Conveniently for Texans, the Lone Star State carries some import across the border. Smith named the label after the cowboy's yelp to "channel our Texan roots into something fun and quirky." And for branding, nothing works as well as the label's simple pennant of the iconic state.
"There's only about two or three states where you can say the name of the state and people will respond to that," said Smith. "If you show its shape to somebody in Japan, they'll say, 'Oh yeah, that's Texas.'"
Founded in January 2014, Yippee Ki Yay's first release was from Parisian fuzz rats Bacon Fudge, a tape of bad attitude, low fidelity and captivating punk energy. From this foundation, Smith brought it back home for a split tape with local troublemakers The Bolos and The Oblio's before branching out with strong efforts from Argentina's Las Piñas and Sweden's Baby Jesus.
Released last week, the latest of Yippee Ki Yay's dozen-strong catalog is No Fun Whatsoever, a 10-track effort from sloppy Australian trio Los Scallywags.
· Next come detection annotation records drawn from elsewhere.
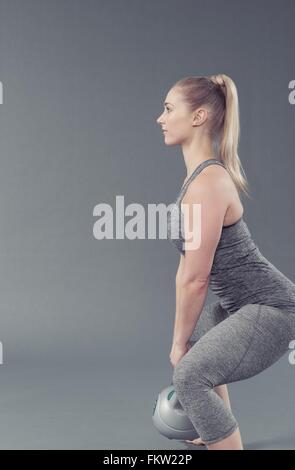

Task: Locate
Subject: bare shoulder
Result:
[188,165,234,198]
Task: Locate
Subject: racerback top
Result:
[167,159,295,314]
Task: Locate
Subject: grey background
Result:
[0,0,295,449]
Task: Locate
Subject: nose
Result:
[157,113,163,124]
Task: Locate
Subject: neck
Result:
[182,141,220,181]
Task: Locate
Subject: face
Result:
[157,89,207,145]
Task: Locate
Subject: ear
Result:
[193,108,208,126]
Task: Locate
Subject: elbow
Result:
[176,275,210,289]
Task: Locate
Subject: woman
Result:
[157,74,295,450]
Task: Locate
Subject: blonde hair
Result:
[173,74,250,198]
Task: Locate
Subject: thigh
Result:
[189,301,229,344]
[176,304,292,386]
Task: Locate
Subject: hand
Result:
[170,343,191,367]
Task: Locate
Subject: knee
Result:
[172,360,213,394]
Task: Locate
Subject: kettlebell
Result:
[153,382,199,440]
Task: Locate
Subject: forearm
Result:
[173,280,209,345]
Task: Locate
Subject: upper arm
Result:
[175,253,184,281]
[181,175,228,282]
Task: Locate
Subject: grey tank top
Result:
[167,159,295,314]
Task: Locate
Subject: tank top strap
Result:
[177,158,225,200]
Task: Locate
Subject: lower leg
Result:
[206,428,244,450]
[186,384,235,450]
[213,384,231,410]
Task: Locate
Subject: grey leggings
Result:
[173,302,295,444]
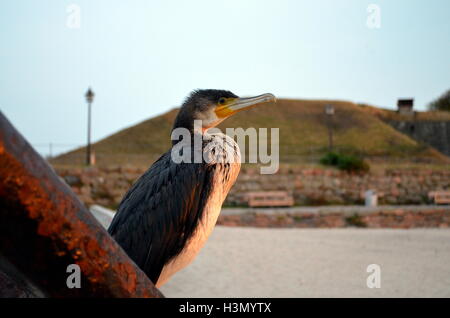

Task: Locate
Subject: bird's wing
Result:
[108,152,219,284]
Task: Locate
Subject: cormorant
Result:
[108,89,275,287]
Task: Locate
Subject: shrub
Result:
[320,152,370,172]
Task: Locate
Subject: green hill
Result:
[52,99,448,165]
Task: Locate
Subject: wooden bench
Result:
[246,191,294,207]
[428,191,450,204]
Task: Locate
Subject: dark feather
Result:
[108,151,223,284]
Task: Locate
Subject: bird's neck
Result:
[172,119,207,145]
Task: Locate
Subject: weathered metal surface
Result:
[0,112,162,297]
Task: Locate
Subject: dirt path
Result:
[161,226,450,297]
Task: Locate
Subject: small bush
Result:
[320,152,370,172]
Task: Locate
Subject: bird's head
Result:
[173,89,275,132]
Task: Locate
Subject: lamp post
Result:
[85,87,95,166]
[325,104,334,152]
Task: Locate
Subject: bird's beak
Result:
[215,93,276,118]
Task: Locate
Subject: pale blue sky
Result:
[0,0,450,154]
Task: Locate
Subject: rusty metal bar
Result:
[0,112,162,297]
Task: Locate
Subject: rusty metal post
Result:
[0,112,162,297]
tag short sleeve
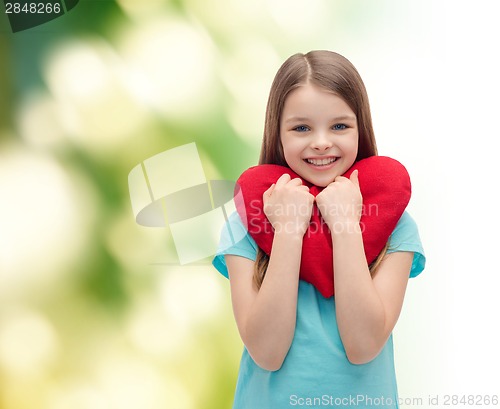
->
[212,212,257,278]
[387,212,425,278]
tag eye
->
[332,124,347,131]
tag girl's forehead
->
[282,84,356,117]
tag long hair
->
[253,51,387,288]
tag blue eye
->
[293,125,309,132]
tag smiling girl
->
[213,51,425,409]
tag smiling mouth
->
[304,157,338,166]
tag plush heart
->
[235,156,411,298]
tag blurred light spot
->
[0,149,95,300]
[268,0,326,38]
[44,40,146,151]
[97,355,194,409]
[120,18,219,119]
[222,38,280,145]
[183,0,269,35]
[17,92,65,147]
[116,0,170,20]
[49,382,110,409]
[0,310,58,374]
[160,266,225,328]
[127,301,189,357]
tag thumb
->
[263,183,276,197]
[349,169,359,187]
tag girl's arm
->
[225,175,314,371]
[332,225,413,364]
[316,172,413,364]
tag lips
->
[304,156,338,166]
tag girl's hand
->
[316,170,363,233]
[263,173,314,237]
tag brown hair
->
[253,51,387,288]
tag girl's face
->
[280,84,358,187]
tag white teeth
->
[306,158,337,166]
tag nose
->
[311,132,333,152]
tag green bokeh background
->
[0,0,498,409]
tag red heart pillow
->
[235,156,411,298]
Like the rest of the YKY catalog, the tape is welcome wherever hips are shaking, denim is well-worn and cheap whiskey is flowing like there's no tomorrow.
There's an uncanny resemblance between members of the Yippee Ki Yay family. Despite the distance between locales — 8,349 miles from San Antonio to Los Scallywag's home in New Castle, Australia — YKY bands maintain a strong commitment to the garage aesthetic.
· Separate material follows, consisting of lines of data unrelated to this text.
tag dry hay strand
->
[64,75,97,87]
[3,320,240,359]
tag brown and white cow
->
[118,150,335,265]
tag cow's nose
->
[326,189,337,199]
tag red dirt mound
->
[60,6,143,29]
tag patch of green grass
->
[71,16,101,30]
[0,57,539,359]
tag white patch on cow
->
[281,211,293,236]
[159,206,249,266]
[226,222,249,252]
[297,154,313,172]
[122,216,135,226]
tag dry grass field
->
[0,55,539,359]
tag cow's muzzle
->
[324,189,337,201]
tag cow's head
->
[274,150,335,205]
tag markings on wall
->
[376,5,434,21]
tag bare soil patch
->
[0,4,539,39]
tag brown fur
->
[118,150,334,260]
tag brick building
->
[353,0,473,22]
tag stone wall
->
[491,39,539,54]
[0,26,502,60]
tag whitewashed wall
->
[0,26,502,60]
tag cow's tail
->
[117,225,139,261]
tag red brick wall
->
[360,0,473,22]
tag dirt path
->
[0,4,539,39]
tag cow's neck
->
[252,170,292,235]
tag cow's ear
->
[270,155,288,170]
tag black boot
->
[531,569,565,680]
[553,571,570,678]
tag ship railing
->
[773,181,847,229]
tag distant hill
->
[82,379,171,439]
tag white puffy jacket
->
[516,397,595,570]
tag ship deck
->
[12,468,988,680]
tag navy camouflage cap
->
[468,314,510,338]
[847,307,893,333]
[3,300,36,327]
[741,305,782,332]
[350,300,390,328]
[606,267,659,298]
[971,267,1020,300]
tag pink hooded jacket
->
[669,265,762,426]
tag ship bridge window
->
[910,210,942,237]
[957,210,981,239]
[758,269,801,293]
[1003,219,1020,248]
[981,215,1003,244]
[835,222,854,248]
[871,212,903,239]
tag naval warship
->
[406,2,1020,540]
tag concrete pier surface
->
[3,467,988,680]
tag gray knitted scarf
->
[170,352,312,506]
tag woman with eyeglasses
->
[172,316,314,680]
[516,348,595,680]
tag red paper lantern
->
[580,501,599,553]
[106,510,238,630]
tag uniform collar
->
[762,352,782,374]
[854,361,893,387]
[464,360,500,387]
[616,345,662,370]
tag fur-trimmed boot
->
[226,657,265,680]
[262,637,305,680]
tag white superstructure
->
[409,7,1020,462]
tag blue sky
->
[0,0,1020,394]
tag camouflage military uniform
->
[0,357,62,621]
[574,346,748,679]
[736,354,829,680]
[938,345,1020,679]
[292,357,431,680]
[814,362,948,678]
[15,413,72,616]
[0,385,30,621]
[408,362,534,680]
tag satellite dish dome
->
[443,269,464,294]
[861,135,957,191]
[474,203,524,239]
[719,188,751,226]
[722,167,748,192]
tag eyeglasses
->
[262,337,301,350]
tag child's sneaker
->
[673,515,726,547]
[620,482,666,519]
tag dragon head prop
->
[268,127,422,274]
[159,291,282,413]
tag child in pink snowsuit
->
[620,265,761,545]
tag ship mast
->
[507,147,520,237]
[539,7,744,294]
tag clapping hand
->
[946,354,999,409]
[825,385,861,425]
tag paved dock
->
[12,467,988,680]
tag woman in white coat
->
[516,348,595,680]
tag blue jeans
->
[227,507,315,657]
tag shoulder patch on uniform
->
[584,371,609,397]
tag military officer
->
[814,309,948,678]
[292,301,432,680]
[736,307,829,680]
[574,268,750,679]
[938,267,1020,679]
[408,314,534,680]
"It doesn't really matter what language it's in, it's still communicating the same thing," said Smith. "You listen to Las Piñas and you get the same feeling from it that you get from La Luz, Best Coast or Hinds, even though it's in Spanish."
In America, the garage rock revival gets some flack for its sameness — that every Burger blondie and guitar trio sounds like the band that came before it in the set. But it speaks to the appeal of the music that garage is flourishing on six out of seven continents. (Who knows, maybe there's a garage combo of penguins and scientists playing "Louie Louie" in an Antarctic research center).
"It's very accessible, I like how accessible it is to people," said Smith. "You don't need a whole bunch of fancy moves, you can buy the cheapest guitar imaginable, a kid's guitar, a kid's drumset like the Coachwhips do, and it's incredible and fun and amazing."
Unfortunately, as accessible as the music is within each country, trying to export your music on tour is exceedingly difficult. In addition to the usual problems of securing a visa, federal taxes cut 30 percent of a band's show guarantee, to say nothing of state taxes and tariffs in a band's home country. Designed to get a cut of U2 and Muse's paycheck while touring through the States, the tax devastates the already dubious chances for a small band to come back from tour in the black.
"In terms of bringing an international artist to the United States, it is mind-blowingly difficult," said Smith. "It's not like they come here and soak up money and leave. They're spending money, they're going to restaurants, there's lots of different ways they're interacting with the economy."
So, like outfits in San Anto and South Texas, the best way to support an antipodal band is to buy their stuff. Yippee Ki Yay, motherfucker!